‘Social’ Media

Winter 2021

The irony of loneliness
Is we all feel it
At the same time

— “Together” by Rupi Kaur

That poem never felt more true than it did after arriving home from my senior year in mid-March. I was in a state of mourning … perhaps I still am, perhaps we all still are.

The irony is that the pandemic has the possibility of being one of the most unifying experiences we will live through — it has touched everyone. Yet camaraderie and togetherness have never felt more difficult.

As I settled into life back home, I found myself wondering if and how community engagement was still possible. How were all of us holding up? Were we feeling similarly? Were we doing the same things as our neighbors? Was it possible for us to accompany each other through this moment, even if we could not share physical space?

Feeling restless with these questions, I posed them to my Instagram followers. What started as one week of polls grew into a larger project that, in eight months, has included more than 150 questions answered by more than 200 people to inform five blog pieces. I have asked my followers about what we are doing, what we miss, what feels hard, what it’s like to job hunt in 2020, how our fitness routines have changed, and more. The hope is that these questions and this blog series are a practice of community — that it helps us feel less alone. The hope is also that we are creating a record — a documentation of this time that we can look back on and remember how we felt the year the world turned upside down.

What I found is both unsurprising and eye-opening. People responded that this has been a year of frustration, feeling stuck, exhaustion, confusion, and fear. I have also been reminded of things to smile about. My peers expressed gratitude for the good things. They have used this time to learn, explore, and grow. I have been reminded that while hope wavers (and sometimes disappears for a while), it still shows up and we have the capacity to ask it to stay.

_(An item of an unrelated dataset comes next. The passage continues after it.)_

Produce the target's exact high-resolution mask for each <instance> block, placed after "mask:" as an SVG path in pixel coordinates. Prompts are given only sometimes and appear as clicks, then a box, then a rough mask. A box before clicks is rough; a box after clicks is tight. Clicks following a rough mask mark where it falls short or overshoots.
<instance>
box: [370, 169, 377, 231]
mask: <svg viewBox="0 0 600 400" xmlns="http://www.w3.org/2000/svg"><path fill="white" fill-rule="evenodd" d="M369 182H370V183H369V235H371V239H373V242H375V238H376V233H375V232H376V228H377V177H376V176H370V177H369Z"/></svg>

I hesitate to make blanket declarations on how we have been holding up. The answer is complicated, nuanced, and changes for most people day to day.

Personally, while I have been touched and inspired by individual responses, what I’ve found most meaningful is the number of people willing to make this project possible. People are willing to be vulnerable, honest about how they’re feeling, and intentional about community. I am left more convinced that others feel the way I do: desperate to feel seen and known, to feel checked in on.

I knew this project could never solve the problems of 2020. I could never pretend to hope that polls on Instagram would alone heal the loneliness brought on by the pandemic. I do think, though, that it has opened an avenue on which we can walk through it together.


Elle O’Brien ’20 was an educational studies major who now works in public relations.